Mixed breeds like Sandy and Grace are usually sturdier and longer living than breed dogs like Beaux, but they come with surprises. Sandy keeps one ear upright and the other flopping down. Sandy's lopsided ears developed during her adolescence; she was like most other dogs as a pup. But by far Sandy's outstanding trait is her exuberant expression of love -- for almost everyone. (Except, if you are up to no good, Sandy will sense it and revert to watchdog.  Sandy's assignment is to protect her family, and she's good at it.) But if you are a friend and you come to visit her, Sandy will jump and cry and utter amazing sounds, and dance, and respond to her human guardian Carol's request to pray by resting her front paws on a chair in a prayer position.

Should a deer walk by the windows of their rural home with its lush summertime gardens and goldfish pond, Sandy will lock eyes with the deer, and both will stay as still as statues for many minutes. Best of all, Sandy likes car rides, sitting erect in the passenger's seat -- ignoring the barking of other less sanguine canines as she drives by, perhaps thinking "How plebian of you. This beautiful machine is my car, and my servant is taking me for a ride."



Carol and Sandy live with lop-eared "Funny Bunny," an 8 lb. lop-eared rabbit with black ears and uneven spots that might have been colored by Modigliani, and the cat StarDust, whose thick black coat is sprinkled with white "stardust." Coincidentally, Sandy, Funny Bunny, and StarDust are surrounded in their home by pictures and paintings of themselves and other animals because Carol, of "POPP ART Pets and Plants," does animal art.  (To enlarge the pictures of Sandy and Funny Bunny, left and right, click on the pictures or links)
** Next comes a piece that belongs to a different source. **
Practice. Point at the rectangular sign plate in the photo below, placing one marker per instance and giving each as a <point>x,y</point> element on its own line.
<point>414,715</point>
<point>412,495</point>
These are just a few of the companion animals who give us great joy.  Caterina expressed the pleasure and insights these animals give us in describing her walks with Beaux.  "I saw from a different lens - from a completely foreign perspective. I didn't just look forward barely acknowledging those around me. I looked down and sideways and up. I noticed for the first time blades of grass, small wild-flowers, dappled light on a butterfly or bird, the colors of the earth beneath my feet, the trickle of a puddle on the ground, the taste and structure of a snowflake….Beaux's quiet presence made me feel loved and safe and understood." But let us never forget the many other less fortunate and forgotten former pets, lost and abandoned animals, and ferals who languish in shelters and fend for themselves in barns, and who may never experience these small pleasures.